What I want to talk about today is this feeling that I get every now and then. It’s hard to describe, somewhat elusive, and it sneaks up on me every now and then. Like it did this morning, when I was lying in bed after Mr T had left for work.
Am I really pregnant? Is there really a baby inside of me? I don’t feel pregnant. I don’t feel like I have changed. Is this all a dream? Is it all a big fat lie? Am I going crazy like Queen Mary, so desperate for a child that I am imaging it all?
Then I calm down. Yes I really am pregnant – I have four pregnancy tests that show positive. Yes there really is a baby growing inside of me – I have several ultrasounds that show me it’s little arms and legs. No this is not all a dream or a big fat lie, and no I am not going crazy. I have changed my diet to be more accommodating of a baby, eating a much better ratio of junk to health food. Our house is experiencing furniture movement and is about to have all the new baby furniture that you need. I get regular tests and have regular doctors appointments. I am definitely pregnant.
But, I don’t feel pregnant.
I guess what I mean is that, I thought I would feel different, internal organ-wise. Now I know that is a strange thing to say, it’s not like you can feel your kidney sitting here and your liver sitting there. But I did expect to feel my uterus pushing things out of the way, to feel like there was something “extra” inside of me. To my dismay, I do not feel that.

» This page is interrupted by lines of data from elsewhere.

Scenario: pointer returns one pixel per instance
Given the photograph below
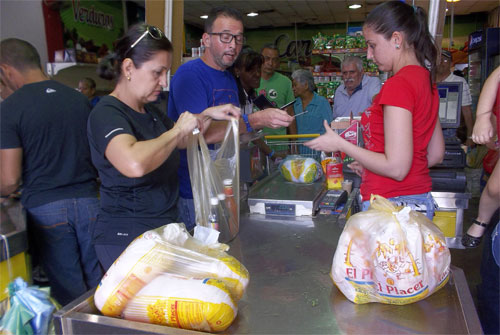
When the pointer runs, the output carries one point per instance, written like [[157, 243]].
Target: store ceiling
[[283, 13]]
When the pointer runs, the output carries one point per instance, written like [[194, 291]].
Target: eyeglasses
[[227, 38], [153, 31]]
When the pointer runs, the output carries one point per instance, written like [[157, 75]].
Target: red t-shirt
[[410, 89]]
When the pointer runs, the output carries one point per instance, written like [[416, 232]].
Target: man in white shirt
[[357, 92], [444, 73]]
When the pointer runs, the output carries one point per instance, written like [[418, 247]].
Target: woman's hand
[[357, 168], [330, 141], [186, 124], [483, 129]]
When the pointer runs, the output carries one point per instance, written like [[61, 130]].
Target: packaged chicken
[[168, 249], [300, 169], [198, 304], [390, 255]]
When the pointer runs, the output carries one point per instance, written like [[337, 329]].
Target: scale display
[[450, 103]]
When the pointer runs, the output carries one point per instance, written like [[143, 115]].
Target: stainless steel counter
[[290, 291]]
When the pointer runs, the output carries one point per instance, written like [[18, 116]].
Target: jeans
[[186, 212], [418, 202], [65, 245]]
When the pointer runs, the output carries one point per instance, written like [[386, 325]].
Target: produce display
[[390, 255], [300, 169], [204, 282]]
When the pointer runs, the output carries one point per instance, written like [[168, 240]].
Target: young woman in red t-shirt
[[401, 129]]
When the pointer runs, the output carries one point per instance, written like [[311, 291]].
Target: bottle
[[213, 217], [231, 206]]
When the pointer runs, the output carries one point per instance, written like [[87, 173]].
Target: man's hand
[[271, 118]]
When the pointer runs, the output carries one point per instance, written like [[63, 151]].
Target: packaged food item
[[300, 169], [334, 174], [390, 255], [199, 304], [168, 249]]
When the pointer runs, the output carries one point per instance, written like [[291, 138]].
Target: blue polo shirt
[[360, 100], [312, 122]]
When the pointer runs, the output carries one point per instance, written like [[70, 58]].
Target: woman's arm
[[483, 128], [435, 148], [395, 162], [135, 158]]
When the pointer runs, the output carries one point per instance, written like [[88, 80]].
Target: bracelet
[[245, 119]]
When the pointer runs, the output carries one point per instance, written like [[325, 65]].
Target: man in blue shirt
[[357, 92], [206, 82]]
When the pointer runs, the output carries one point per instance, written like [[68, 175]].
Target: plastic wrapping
[[30, 311], [300, 169], [169, 255], [207, 176], [390, 255]]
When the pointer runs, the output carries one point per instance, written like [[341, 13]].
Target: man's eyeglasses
[[227, 38], [153, 31]]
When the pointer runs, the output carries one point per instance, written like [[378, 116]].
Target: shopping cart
[[290, 145]]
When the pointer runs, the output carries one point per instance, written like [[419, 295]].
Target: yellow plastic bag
[[171, 250], [390, 255]]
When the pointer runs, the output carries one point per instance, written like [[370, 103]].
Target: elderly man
[[444, 73], [207, 82], [357, 91]]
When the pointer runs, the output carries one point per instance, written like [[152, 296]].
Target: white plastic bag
[[390, 255], [168, 249], [207, 181]]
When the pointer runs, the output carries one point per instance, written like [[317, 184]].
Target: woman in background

Every now and then, I forget I am pregnant. I will be reading my book, cooking dinner, having a shower, and then suddenly look down and see my belly, and think “Oh, that’s right, there’s a small human growing inside of me”. Every time I go to the bathroom, I still check to see if my period has started. Not exactly believing that it has actually been 4 months since my last period.
I am not sure if this is normal. I haven’t really asked anyone, but surely I am not the only person on the planet to be in disbelief? My friends tell me that it doesn’t feel real until about a week after they have been born. Then one day something inside of you just clicks and you think “I have an actual baby” and from then on everything is real. I am really looking forward to that feeling.

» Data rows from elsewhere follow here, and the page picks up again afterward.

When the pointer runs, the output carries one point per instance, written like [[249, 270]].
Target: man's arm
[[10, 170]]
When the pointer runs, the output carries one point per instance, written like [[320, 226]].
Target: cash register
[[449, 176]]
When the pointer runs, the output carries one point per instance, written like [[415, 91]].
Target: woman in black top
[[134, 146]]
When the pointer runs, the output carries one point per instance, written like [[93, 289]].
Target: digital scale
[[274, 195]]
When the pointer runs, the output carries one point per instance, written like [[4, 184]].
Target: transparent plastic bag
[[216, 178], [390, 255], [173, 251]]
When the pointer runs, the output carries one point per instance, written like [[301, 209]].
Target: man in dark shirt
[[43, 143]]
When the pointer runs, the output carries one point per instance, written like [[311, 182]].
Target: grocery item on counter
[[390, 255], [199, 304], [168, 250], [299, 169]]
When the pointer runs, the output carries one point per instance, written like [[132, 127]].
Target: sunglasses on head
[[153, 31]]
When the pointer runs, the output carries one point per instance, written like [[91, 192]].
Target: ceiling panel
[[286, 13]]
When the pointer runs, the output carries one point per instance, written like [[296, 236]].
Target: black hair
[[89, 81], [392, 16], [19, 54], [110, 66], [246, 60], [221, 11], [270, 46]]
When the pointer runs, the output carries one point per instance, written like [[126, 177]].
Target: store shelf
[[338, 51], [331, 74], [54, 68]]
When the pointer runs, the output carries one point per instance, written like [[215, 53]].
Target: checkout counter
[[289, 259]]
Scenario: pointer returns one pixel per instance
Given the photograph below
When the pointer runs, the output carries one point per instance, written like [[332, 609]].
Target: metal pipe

And then I feel it move. The bubbles started last week, and now they feel a bit more solid, the pressure lasts longer than a split second. And it’s usually after a frozen dessert or a really hot meal. I love this baby, and I would be completely devastated if something happened. But everyday there is a minute here and a minute there where I suffer moments of disbelief.
Hopefully once I am as big as a tent, I will “feel” pregnant, haha.